Why not see both as the stupid thing that they are?
Because there are different “types” of AI, and some of them are genuinely impressive. I don’t see AI as inherently stupid; I see that the way it’s being implemented and abused as stupid.
Kinda the same way I see humans. MOST of them are pieces of trash, but there are some diamonds in the rough among them that are absolute treasures to be around.
I would agree with that, except I don’t want my electricity bill to go 50%+ for the same service and no choice of my own. That is the definition of stupid.
The problem is
- you’re trying to compare ai to a wide range of driving abilities
- everyone thinks they’re an above average driver
- ai has different strengths and weaknesses eases from humans. It’s differently safe
Humans are not only bad drivers But they will have a difficult time accepting that ai is better, until it’s overwhelmingly better. Even then people will blame ai for inevitable accidents and claim “I could have done better”

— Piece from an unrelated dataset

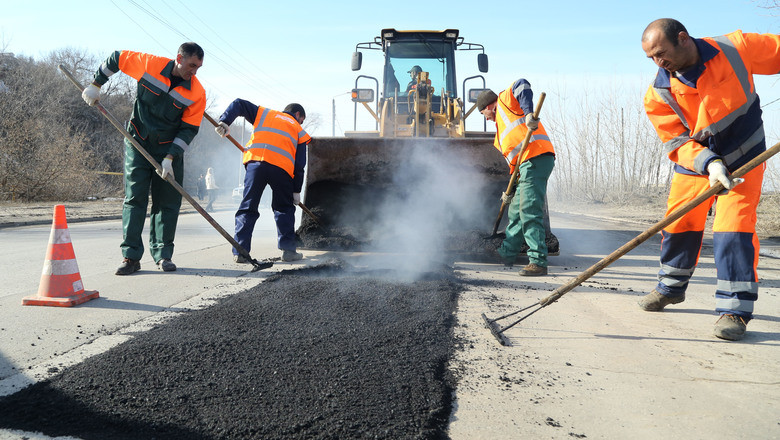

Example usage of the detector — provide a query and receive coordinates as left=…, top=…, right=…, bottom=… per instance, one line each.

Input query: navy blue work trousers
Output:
left=233, top=162, right=296, bottom=255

Fuck humans? Fuck human nature
Fine. I propose a new law. Self-driving cars will only be allowed on the road if their manufacturers accept total legal liability for any damage caused by them. Humans aren’t supposed to be operating these vehicles, thus all liability should fall on the companies that make them. This would be a very effective way of cutting through AI bullshit. It’s easy to game numbers and make your product look safer than it is. And companies lie to their customers all the time. But if we make manufacturers fully liable for any accidents caused by their self-driving vehicles, then they will only release those vehicles when they actually are far safer than human drivers.
The auto insurance industry should be made a thing of the past. If self-driving cars really are that safe, then the manufacturers can afford to cut a check whenever one of those fluke rare accidents really does happen.
Until a manufacturer is willing to do this, don’t believe a damn word they say about the safety of their cars.
They have to accept the liability- it’s unreasonable for liability to continue being on the driver if they’re not driving.
that is why I’m waiting on independent analysis. The data exists. I’ve never seen someone who isn’t biased look at the data.
Self-driving cars aren’t good just average driver sucks at not speeding up to 80 mph when I signal I wish to change lanes.